Creatures without organs, and still wearing heavy armor... sounds like a good way to build some very tough fighters that could only be ground down the hard way.

But my first thought was that explosions (like falls and falling rocks) should be one of the things armor does not work well against. Armor's best if you can angle a blow off it to deflect it, or else it spreads the impact out so that you get a broad bruise across your abdomen instead of a little slit through your spleen. An explosion or other large area of force is an impact that's already spread out, so all you can do is take it. A purely explosive grenade might work pretty well-- or, like you said, an incendiary. (When things don't have organs, burning them to ash is usually a good bet.)

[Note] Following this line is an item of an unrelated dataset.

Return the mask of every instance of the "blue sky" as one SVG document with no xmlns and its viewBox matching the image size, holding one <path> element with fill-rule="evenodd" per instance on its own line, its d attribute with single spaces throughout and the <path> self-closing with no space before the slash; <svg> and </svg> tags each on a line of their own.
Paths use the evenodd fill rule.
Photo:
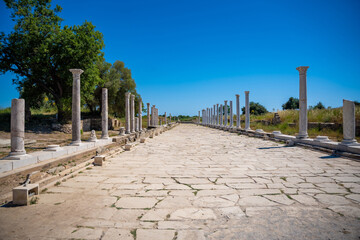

But the attacker would have outsmarted himself with fragmentation grenades. The shrapnel they're packed with gives them more area but have less explosive power than a simple bomb, and the armor might stop most of the fragments. How well it would stop them I'm not sure (heavier variety armor, you say--heavy chainmail was the most common knightly armor, or you might mean full plate), but if the creatures have no organs, having two or three holes in them from where the armor was weak wouldn't hurt them much.

The right tool for the right job. :)
 

SeverinR

Vala
I don't think padding under armor was that good. But maybe someone that actually has fought in armor could answer that.
The padding was mostly to make the armor tolerable to wear.

War hammers and non-bladed weapons killed many an armored opponent. So the grenade concussion would cause damage.

If the grenade was close enough to throw them back, the body is slammed by the armor then the body slams against the armor when it lands. The head and brain would also slam into the inside of the helmet and brain into the skull, when the grenade exploded. I would say even if the armor isn't penetrated, there would be massive concussion/head injuries. (Closed head injury)
Modern padding in helmets to protect the brain only recently became efficient at this. The 80's saw the best leap for protection to the brain, and improved every since.
Even 70's era helmets weren't great.

I can only describe what happens to a human or human-like being. So you will have to adapt that damage into your creatures.

Frag grenades aren't good for penetration. So the armor would probably survive. One exception is if a large section of grenade hit just right or maybe a rock projected into the armor, they might penetrate. The typical fragmentation doesn't have the mass to penetrate.

Makes me think of an interesting question, armor and modern firearms.
But I don't want to hijack this thread so I will start a thread.
 

evanator66

Minstrel
To answer your question, they used to be human, but were devoured from the inside out by a parasitic entity (it is sort of fungal, and sort of plantlike) which removed the need for organs. They are wearing armor for ceremonial reasons (a cult worships the parasite and sacrifices hosts to it, in exchange fighters are provided by the entity, who the cult armor.)